Common sample formats, and their respective dynamic range include:

8-bit integer: 45 dB
16-bit integer: 90 dB
24-bit integer: 135 dB
32-bit floating point: near-infinite dB

Other sample formats such as ADPCM approximate 16-bit audio with compressed 4-bit samples. Audacity can import many of these formats, but they are rarely used because of much better newer compression methods.

Audio CDs and most computer audio file formats use 16-bit integers. Audacity uses 32-bit floating-point samples internally and, if required, converts the sample bit depth when the final mix is exported. Audacity's default sample format during recording can be configured in the Quality Preferences or set individually for each track in the Track Drop-Down Menu. During playback, the audio in any tracks that have a different sample format from the project will be resampled on the fly using the Real-time Conversion settings in the Quality Preferences. The High-quality Conversion settings are used when processing, mixing or exporting.

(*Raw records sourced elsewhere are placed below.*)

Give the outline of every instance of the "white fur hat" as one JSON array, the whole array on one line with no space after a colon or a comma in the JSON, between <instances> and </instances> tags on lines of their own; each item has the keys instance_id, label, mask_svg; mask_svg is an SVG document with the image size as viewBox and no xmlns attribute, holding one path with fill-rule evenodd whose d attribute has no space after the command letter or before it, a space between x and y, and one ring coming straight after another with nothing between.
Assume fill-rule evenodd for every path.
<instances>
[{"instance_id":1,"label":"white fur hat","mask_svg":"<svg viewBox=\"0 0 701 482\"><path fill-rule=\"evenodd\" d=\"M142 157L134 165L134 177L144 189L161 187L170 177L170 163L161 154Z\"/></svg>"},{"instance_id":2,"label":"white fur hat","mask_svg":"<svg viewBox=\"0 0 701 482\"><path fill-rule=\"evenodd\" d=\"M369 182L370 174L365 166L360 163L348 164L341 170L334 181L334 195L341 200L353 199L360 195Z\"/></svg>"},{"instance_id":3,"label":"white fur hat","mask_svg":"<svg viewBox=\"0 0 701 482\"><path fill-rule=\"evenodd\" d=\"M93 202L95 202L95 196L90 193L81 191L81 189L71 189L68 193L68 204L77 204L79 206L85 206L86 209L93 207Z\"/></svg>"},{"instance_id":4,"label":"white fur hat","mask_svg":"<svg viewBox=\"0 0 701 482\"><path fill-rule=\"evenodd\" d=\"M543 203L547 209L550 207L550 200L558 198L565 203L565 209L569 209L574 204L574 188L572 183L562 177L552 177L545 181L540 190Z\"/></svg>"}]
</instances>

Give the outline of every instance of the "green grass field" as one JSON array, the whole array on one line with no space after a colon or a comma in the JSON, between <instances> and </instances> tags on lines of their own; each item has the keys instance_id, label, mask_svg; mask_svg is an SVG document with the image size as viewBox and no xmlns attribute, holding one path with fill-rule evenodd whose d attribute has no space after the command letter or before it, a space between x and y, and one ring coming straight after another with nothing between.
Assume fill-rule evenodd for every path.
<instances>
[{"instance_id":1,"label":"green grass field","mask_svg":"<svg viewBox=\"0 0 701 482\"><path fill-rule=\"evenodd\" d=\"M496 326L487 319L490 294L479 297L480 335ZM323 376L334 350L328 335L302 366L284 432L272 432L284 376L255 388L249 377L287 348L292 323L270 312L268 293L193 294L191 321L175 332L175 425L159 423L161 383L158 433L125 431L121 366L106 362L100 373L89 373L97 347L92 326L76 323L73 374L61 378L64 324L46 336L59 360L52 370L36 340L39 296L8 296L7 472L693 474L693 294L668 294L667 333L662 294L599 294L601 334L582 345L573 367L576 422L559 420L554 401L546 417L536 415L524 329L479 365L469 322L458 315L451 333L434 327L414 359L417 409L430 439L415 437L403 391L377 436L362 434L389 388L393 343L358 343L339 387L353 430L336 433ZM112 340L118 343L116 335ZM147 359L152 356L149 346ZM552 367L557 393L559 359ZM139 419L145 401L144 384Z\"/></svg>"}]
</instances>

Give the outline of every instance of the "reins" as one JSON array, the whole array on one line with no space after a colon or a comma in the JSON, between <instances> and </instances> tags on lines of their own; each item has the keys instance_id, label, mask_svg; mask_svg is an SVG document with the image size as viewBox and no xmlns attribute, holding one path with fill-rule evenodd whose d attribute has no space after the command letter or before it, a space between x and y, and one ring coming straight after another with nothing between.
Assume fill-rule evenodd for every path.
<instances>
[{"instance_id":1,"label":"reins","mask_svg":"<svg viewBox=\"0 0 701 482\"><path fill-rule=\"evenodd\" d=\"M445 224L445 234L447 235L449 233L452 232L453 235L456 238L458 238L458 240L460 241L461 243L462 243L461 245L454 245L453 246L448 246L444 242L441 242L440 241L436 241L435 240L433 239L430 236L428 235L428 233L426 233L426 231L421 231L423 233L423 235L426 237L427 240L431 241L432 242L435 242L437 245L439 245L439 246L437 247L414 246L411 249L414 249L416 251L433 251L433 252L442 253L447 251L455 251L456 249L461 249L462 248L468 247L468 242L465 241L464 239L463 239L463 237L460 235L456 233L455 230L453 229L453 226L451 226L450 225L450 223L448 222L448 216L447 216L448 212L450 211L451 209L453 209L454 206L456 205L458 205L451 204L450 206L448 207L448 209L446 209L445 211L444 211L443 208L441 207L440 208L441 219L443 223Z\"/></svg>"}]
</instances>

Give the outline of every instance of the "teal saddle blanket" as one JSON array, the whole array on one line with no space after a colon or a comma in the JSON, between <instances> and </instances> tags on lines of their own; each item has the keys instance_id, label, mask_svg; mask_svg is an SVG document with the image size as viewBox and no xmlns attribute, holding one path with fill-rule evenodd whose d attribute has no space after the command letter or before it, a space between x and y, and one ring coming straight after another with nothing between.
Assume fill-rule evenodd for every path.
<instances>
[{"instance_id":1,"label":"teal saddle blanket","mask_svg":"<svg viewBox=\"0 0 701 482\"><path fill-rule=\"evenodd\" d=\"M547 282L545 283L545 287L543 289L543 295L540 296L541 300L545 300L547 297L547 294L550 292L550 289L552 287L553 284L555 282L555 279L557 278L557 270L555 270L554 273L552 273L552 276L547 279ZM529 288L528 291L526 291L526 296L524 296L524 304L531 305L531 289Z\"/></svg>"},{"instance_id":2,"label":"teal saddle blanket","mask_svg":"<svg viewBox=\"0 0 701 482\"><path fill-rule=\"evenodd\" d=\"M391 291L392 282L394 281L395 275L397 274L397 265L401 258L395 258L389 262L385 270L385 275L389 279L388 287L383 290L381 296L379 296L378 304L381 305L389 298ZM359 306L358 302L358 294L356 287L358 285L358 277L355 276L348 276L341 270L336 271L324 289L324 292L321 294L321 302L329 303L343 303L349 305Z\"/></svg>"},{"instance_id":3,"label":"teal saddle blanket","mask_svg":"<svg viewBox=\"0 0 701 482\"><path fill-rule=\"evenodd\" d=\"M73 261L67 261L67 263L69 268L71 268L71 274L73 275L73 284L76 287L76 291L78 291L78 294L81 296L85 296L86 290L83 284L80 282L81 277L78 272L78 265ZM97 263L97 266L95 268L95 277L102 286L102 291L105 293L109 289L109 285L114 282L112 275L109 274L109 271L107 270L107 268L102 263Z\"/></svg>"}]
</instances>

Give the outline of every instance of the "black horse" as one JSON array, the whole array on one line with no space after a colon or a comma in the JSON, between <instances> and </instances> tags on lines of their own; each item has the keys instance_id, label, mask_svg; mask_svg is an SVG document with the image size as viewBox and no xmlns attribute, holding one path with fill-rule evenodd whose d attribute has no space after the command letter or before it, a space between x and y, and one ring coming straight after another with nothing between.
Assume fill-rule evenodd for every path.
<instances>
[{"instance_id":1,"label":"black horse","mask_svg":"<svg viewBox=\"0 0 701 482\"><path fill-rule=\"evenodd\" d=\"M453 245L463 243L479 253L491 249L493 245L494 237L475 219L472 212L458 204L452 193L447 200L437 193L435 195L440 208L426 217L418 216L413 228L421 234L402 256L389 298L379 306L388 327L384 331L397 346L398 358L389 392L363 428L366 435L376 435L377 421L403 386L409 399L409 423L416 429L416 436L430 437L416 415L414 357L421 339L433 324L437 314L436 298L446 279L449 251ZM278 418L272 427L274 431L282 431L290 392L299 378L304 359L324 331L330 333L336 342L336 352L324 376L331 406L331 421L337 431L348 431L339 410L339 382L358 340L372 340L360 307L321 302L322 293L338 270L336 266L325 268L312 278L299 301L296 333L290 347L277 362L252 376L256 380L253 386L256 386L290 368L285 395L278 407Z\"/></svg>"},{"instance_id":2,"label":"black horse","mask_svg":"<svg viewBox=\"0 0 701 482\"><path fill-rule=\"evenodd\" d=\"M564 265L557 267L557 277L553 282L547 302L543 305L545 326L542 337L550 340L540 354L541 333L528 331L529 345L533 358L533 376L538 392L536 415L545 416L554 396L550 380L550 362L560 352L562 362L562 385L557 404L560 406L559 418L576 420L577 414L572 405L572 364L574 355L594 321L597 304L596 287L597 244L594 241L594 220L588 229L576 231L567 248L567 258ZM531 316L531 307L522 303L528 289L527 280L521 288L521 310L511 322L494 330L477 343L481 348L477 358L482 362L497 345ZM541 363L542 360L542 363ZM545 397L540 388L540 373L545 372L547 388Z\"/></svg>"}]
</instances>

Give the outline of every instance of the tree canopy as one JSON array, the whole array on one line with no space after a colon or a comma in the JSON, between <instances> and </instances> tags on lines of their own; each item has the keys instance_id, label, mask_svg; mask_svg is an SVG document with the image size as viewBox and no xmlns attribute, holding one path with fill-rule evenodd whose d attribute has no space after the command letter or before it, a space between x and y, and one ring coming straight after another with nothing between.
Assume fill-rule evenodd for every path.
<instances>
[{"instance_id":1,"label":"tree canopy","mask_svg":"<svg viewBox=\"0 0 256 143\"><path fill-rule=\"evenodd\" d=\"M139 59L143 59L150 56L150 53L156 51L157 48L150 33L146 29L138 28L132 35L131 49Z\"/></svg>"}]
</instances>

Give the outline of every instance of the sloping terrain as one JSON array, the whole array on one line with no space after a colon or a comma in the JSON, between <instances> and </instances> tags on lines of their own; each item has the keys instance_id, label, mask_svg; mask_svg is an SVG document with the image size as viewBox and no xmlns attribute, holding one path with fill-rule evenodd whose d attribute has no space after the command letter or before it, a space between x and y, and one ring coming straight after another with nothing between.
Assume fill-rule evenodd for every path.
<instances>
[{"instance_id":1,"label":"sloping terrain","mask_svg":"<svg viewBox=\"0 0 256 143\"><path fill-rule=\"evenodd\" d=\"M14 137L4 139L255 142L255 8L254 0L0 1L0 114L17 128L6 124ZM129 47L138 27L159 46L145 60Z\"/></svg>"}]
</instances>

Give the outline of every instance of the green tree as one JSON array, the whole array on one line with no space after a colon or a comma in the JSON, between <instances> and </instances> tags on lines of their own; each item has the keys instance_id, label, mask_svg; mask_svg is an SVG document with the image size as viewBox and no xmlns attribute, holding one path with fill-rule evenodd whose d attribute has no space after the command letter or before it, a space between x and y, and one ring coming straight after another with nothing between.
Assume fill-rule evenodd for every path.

In the image below, the left half has a sample format with few bits, and the right half has a sample format with more bits. If you think of the sample rate as the spacing between vertical gridlines, the sample format is the spacing between horizontal gridlines.

Size of audio files

Audio files are very large, probably much larger than most files you work with (unless you work with video files). To determine the size of an uncompressed audio file, multiply the sample rate (e.g., 44100 Hz) by the sample format bit rate (e.g. 16-bit) by the number of channels (2 for stereo) by the number of seconds. A completely full 74-minute stereo audio CD takes up over 6 billion bits. Divide this by 8 to get the number of bytes; an audio CD is a little less than 800 megabytes (MB). See compressed audio, below.

Clipping

One limitation of digital audio is that it cannot deal with sound pressure waves that exceed the maximum levels it is designed to deal with. When a signal is recorded that exceeds the maximum level, samples outside the range are clipped to the maximum value, like this:

A sound recorded with clipping will sound distorted and harsh. While there are some techniques that can eliminate a small amount of noise due to clipping, it is always preferable to avoid clipping while recording. Change the volume on your input source (microphone, cassette player, record player) and set Audacity's input volume control (in the Mixer Toolbar) such that the waveform is as large as possible (for maximum fidelity) without clipping.

Compressed Audio

Because digital audio files are so large, reduced sample rates were typically used whenever possible. In 1991, the MP3 (MPEG I, layer 3) standard changed everything. MP3 is a lossy compression technique that can dramatically reduce the file size of a digital audio file with surprisingly little effect on the quality. One second of CD-quality audio takes up 1.4 megabits, while a common bitrate for MP3 files is 128 kilobits, which is a compression factor of more than 10x! MP3 works by cleverly "throwing away" details about the audio waveform that humans are not very sensitive to, based on a psychoacoustic model of how our ears and brains process sounds. All MP3 files are not created alike; different psychoacoustic models will lead to different amounts of perceived distortion in the audio file.

With good speakers, most people can hear the difference between a 128k MP3 and an uncompressed audio file from a CD. 192k and 256k MP3 files are more popular among audiophiles who prefer higher quality.

There are many other lossy compressed audio file formats. Audacity fully supports the Ogg Vorbis format, which is similar to MP3 but is a completely open, patent-free standard. Over time the quality of Ogg Vorbis files has come to surpass the quality of MP3, and its format is more extensible so more improvements are possible. Ogg Vorbis is a great choice for your own audio, however the reality is that many more devices such as iPods and other portable audio players support MP3 but not Ogg Vorbis yet.

Other well-known compression methods include ATRAC, used by Sony Minidisc recorders, Windows Media Audio (WMA), and AAC.